Christy and I are able to share responsibilities. If I work the early shift and she works a mid-shift, she will get up with her in the middle of the night. If the shifts are reversed, the roles are reversed. In short, I’m not running 100% coverage. Ever.
I am being 100% serious when I say, I have no idea how single parents keep their **** together. I am usually exhausted between work and parenting… and I have fantastic help. I get to take nights off from getting up with her when she is screaming at 4 AM and isn’t interested in going back to sleep. If work sucked, I can tell Christy, “Babe, I need a few minutes before taking over.” And then get my bearings before being dad again. Single parents can’t do this.
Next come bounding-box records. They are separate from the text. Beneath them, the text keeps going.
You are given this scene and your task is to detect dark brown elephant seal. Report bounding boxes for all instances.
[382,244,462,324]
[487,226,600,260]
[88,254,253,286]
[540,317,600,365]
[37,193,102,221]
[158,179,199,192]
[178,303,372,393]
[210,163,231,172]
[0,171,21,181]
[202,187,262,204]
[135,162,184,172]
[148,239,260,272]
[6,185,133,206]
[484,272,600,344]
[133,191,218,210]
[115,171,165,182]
Then add in pumping and other responsibilities that fall on the mother. I can keep an eye on our little crawler so that she generally doesn’t get herself into too many predicaments while Christy pumps. If Christy had to do it herself, I don’t know that she would still be pumping. Three cheers to all women that pump, regardless of the duration. That is work. Hard work. Multiple times a day. For months on end. Sometimes to just see it thrown out when the baby decides, “No, I’m not hungry anymore.” Uncompensated product plug: We love the Spectra S1.
I can do laundry… ha check that… let’s give credit where earned. Either of us can do laundry (Christy does more than I do), and the baby is supervised and entertained. Claire does this thing where she pulls everything out of the basket of freshly folded clothes. I think she is establishing dominance. Or is just a fun game developmentally. Maybe both. She sure does laugh a lot while undoing our work. That’s why I think it is part of her plan.
I can make dinner, or likely order dinner. I can do dishes. Christy can do dishes. Basically we can keep the house (sort of) running. It’s a mess like 85.7% of the time. As I type this it would seem some kind of mini-cyclone devastated our living room and kitchen. There is stuff everywhere. I’ll try to pick it up later, but the cyclone will return tomorrow.
Every now and again, I’ll head into the basement to get a lift in. Nothing fancy, years of neglect and bad dietary choices have left me more like the Pillsbury DoughBoy than really anyone that is actually in shape. But, I can do it without concern that the baby is being tended to. I deleted the post when I shifted from complaining about world politics to writing about being a dad… but I’m a big fan of the NHL 17 workout (patent pending). As you can probably guess, I’m seeing the gains you would expect from playing video games whilst lifting. But again. I can.
The thing that I really want to say more than anything. Single parents out there. I appreciate you. I don’t have a clue how you do it. Everything in the above, I take for granted. You make it all work, while trying your best to raise a wonderful human. And you succeed in doing so. I am 100% totally in awe of a single parent’s ability to manage this and manage it so well.
I see you single parents. You are amazing and a bit of inspiration.